I will need all of the confidence that I can get as I prepare for the next round — the Oral Exam which is composed of three components, Sight Translation – where you are given a legal document, 30 seconds to scan said document, and then translate it to the test committee. #2 is the Consecutive Interpretation component: I will be likely be listening to a testimony: where there is an attorney questioning a witness. I will need to interpret what the attorney says to the witness; and vice-versa. This also includes any shouts of ‘objection!’, etc, and judges’ remarks. I am most confident about this portion as I did very well and got A’s in my Consecutive coursework. The final component is the Simultaneous Interpretation, I believe that it will be between 7 and 9 minutes of a passage that we must interpret simultaneously.

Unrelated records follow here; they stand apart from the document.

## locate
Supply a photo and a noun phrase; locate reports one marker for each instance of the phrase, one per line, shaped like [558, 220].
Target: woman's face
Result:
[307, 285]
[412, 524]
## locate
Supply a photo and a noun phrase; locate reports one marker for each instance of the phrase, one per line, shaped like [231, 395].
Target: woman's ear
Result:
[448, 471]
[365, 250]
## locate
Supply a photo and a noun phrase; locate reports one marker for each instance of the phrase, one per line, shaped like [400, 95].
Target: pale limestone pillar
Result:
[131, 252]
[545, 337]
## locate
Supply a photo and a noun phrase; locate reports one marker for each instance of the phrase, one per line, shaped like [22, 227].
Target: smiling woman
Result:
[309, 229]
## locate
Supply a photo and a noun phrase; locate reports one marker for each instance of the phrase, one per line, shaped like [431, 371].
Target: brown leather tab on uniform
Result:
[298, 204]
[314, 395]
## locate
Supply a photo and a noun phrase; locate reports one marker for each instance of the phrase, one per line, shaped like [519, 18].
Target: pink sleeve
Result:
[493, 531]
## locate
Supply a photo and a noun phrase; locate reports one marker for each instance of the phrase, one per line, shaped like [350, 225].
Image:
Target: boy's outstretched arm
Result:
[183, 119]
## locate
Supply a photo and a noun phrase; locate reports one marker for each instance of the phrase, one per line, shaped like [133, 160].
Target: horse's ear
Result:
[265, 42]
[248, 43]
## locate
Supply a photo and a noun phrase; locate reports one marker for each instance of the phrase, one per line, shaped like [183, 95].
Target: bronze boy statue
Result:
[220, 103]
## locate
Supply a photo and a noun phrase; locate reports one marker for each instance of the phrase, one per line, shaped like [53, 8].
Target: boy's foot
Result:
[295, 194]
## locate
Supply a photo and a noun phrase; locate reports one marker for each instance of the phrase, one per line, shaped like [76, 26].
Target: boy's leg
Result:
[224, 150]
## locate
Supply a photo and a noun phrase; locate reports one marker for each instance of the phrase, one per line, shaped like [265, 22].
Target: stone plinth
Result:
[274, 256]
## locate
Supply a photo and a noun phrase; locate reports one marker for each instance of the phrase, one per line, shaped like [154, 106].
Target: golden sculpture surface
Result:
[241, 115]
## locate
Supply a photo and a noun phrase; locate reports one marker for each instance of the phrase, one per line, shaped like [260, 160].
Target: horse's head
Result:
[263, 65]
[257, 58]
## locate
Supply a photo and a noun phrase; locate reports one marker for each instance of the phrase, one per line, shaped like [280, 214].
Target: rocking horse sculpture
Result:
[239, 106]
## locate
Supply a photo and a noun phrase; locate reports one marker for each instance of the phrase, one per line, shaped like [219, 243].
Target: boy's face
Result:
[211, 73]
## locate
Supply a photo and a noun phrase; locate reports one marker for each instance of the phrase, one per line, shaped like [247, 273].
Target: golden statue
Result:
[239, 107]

Being that I just finished the Simultaneous coursework and had to work for every point that I got and it was never easy…how many ways can you say ‘aaaaay!’
Whether I pass or not, today I am celebrating the start and, most important, the finish of a life goal that I made to myself a few years ago: To create an alternate career path for myself when the radio industry began to get more and more volatile. My life is radio/media/events and I can never say that I am out of radio for good, it’s so much a part of me that I know that I’m not done there yet. Now I don’t have to feel so desperate, so lost, so sad again when something comes to an end…I am now able to enjoy a new beginning and to see where this new knowledge and experience will lead me.
I feel very empowered today. I don’t know where my road will lead me but I feel hopeful for my future!